Developer Tools
Unicode Inspector
Inspect every character in a string. See Unicode code points, hex values, HTML entities, CSS escapes, and character names for each character.
| Char ▲▼ | Code Point ▲▼ | Hex ▲▼ | HTML Entity ▲▼ | CSS Escape ▲▼ | Category ▲▼ |
|---|---|---|---|---|---|
| H | 72 | Latin Uppercase | |||
| e | 101 | Latin Lowercase | |||
| l | 108 | Latin Lowercase | |||
| l | 108 | Latin Lowercase | |||
| o | 111 | Latin Lowercase | |||
| · | 32 | Space | |||
| 😀 | 128512 | Emoji |
What is Unicode?
Unicode is a universal character encoding standard that assigns a unique numeric code point to every character in every writing system.

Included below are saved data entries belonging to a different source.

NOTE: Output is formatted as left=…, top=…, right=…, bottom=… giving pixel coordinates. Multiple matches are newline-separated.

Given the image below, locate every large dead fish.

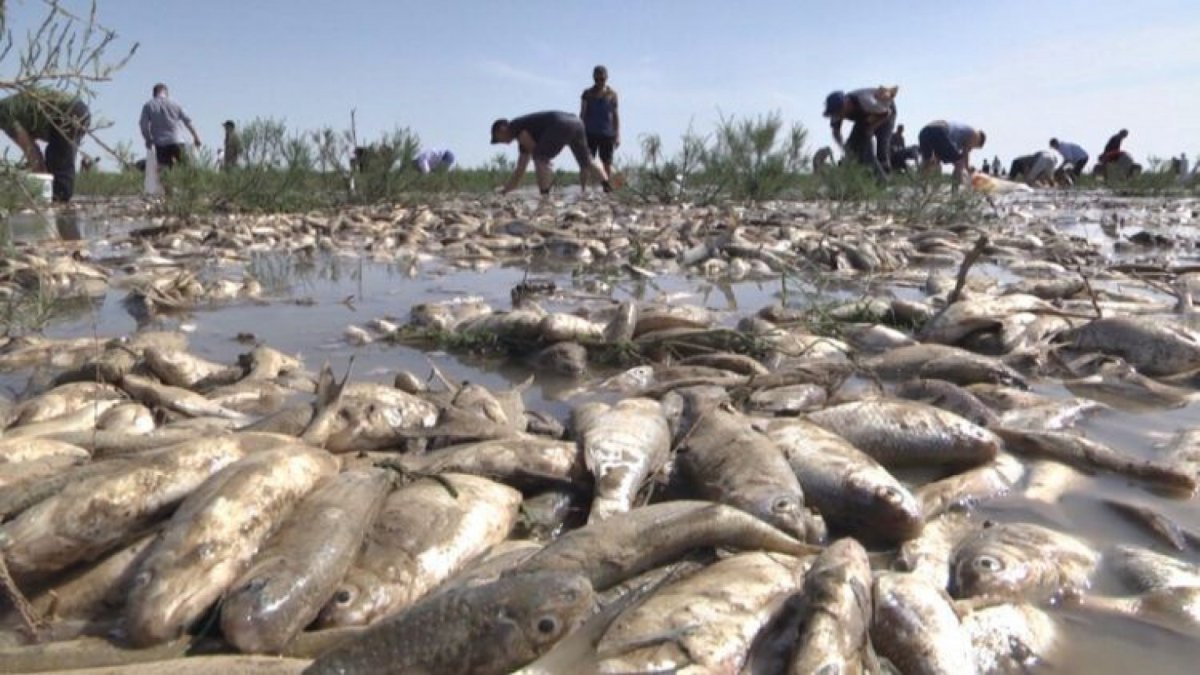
left=950, top=522, right=1099, bottom=603
left=315, top=473, right=521, bottom=628
left=595, top=552, right=808, bottom=674
left=220, top=469, right=393, bottom=654
left=1062, top=317, right=1200, bottom=376
left=808, top=399, right=1000, bottom=468
left=124, top=444, right=338, bottom=646
left=676, top=401, right=824, bottom=543
left=571, top=398, right=670, bottom=523
left=870, top=571, right=977, bottom=675
left=304, top=571, right=592, bottom=675
left=917, top=452, right=1026, bottom=519
left=379, top=436, right=585, bottom=490
left=511, top=501, right=816, bottom=592
left=789, top=538, right=874, bottom=675
left=766, top=417, right=923, bottom=544
left=0, top=435, right=246, bottom=577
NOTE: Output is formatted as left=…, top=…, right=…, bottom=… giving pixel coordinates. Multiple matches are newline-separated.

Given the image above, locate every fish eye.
left=876, top=486, right=903, bottom=505
left=771, top=497, right=796, bottom=513
left=973, top=555, right=1004, bottom=572
left=536, top=616, right=558, bottom=634
left=334, top=589, right=353, bottom=604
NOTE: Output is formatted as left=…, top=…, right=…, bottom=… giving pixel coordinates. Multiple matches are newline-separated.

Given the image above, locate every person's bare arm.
left=184, top=120, right=201, bottom=147
left=503, top=151, right=531, bottom=193
left=612, top=92, right=620, bottom=148
left=7, top=124, right=46, bottom=172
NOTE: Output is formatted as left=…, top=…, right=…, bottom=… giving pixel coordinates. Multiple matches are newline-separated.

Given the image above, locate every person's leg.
left=45, top=133, right=77, bottom=203
left=874, top=106, right=896, bottom=174
left=597, top=136, right=615, bottom=178
left=586, top=134, right=601, bottom=159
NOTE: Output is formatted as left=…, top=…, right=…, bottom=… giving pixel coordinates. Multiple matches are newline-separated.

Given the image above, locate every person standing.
left=222, top=120, right=241, bottom=171
left=490, top=111, right=611, bottom=196
left=823, top=85, right=898, bottom=180
left=139, top=83, right=201, bottom=169
left=0, top=87, right=91, bottom=203
left=917, top=120, right=986, bottom=189
left=580, top=65, right=620, bottom=179
left=1050, top=138, right=1088, bottom=177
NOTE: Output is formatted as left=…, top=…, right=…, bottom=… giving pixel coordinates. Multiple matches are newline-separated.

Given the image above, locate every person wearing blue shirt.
left=1050, top=138, right=1088, bottom=178
left=580, top=65, right=620, bottom=179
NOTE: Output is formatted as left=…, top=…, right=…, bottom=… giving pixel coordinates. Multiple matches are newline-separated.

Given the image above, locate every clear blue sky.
left=7, top=0, right=1200, bottom=170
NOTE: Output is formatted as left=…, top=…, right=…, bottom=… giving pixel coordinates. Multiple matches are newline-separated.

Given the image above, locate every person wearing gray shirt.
left=139, top=83, right=201, bottom=169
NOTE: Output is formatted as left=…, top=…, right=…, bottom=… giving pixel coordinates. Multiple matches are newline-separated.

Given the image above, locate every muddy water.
left=5, top=195, right=1200, bottom=673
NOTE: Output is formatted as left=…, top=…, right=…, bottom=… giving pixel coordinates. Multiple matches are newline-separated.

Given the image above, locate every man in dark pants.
left=0, top=88, right=90, bottom=203
left=823, top=86, right=898, bottom=180
left=580, top=65, right=620, bottom=179
left=490, top=111, right=611, bottom=195
left=139, top=83, right=201, bottom=169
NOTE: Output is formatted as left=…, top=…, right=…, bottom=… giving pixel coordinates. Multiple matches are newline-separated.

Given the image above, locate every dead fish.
left=382, top=436, right=585, bottom=490
left=120, top=373, right=250, bottom=421
left=515, top=488, right=581, bottom=541
left=963, top=602, right=1058, bottom=674
left=678, top=352, right=768, bottom=376
left=596, top=552, right=808, bottom=674
left=316, top=474, right=521, bottom=628
left=1160, top=428, right=1200, bottom=478
left=125, top=445, right=338, bottom=646
left=894, top=378, right=1001, bottom=428
left=0, top=437, right=90, bottom=464
left=870, top=571, right=977, bottom=675
left=528, top=342, right=589, bottom=377
left=1062, top=317, right=1200, bottom=376
left=1108, top=545, right=1200, bottom=592
left=789, top=538, right=873, bottom=675
left=747, top=383, right=827, bottom=415
left=808, top=399, right=1000, bottom=468
left=917, top=453, right=1026, bottom=519
left=0, top=453, right=90, bottom=491
left=572, top=398, right=670, bottom=522
left=0, top=399, right=123, bottom=439
left=9, top=654, right=311, bottom=674
left=676, top=401, right=825, bottom=543
left=766, top=417, right=923, bottom=544
left=950, top=522, right=1099, bottom=602
left=1103, top=498, right=1195, bottom=551
left=0, top=435, right=247, bottom=577
left=5, top=382, right=125, bottom=427
left=602, top=301, right=637, bottom=343
left=993, top=426, right=1196, bottom=495
left=143, top=346, right=239, bottom=389
left=864, top=343, right=1027, bottom=388
left=896, top=511, right=978, bottom=591
left=538, top=313, right=604, bottom=343
left=1083, top=585, right=1200, bottom=636
left=220, top=469, right=393, bottom=654
left=305, top=571, right=592, bottom=675
left=410, top=296, right=492, bottom=331
left=511, top=501, right=817, bottom=593
left=96, top=402, right=156, bottom=435
left=920, top=293, right=1054, bottom=346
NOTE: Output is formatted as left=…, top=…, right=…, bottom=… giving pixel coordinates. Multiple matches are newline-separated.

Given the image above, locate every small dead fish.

Unicode 15.0 (2022) defines over 149,000 characters across 161 scripts, including Latin, Arabic, Chinese, emoji, musical notation, and ancient scripts.
Code points and encodings
- Code point: the number assigned to a character (e.g., U+0041 = 'A', U+1F600 = 😀).
- UTF-8: variable-width encoding; ASCII characters use 1 byte, common scripts 2–3 bytes, emoji 4 bytes. Most common on the web.
- UTF-16: uses 2 or 4 bytes. Used internally by JavaScript, Java, and Windows APIs.
- UTF-32: fixed 4 bytes per character. Simple but memory-intensive.
Grapheme clusters
What appears as a single "character" on screen may be multiple Unicode code points. For
example, the flag emoji 🇺🇸 is two regional indicator symbols (U+1F1FA U+1F1F8). A woman with
red hair 👩🦰 is four code points joined by zero-width joiners. This is why
"👩🦰".length in JavaScript returns 7, not 1.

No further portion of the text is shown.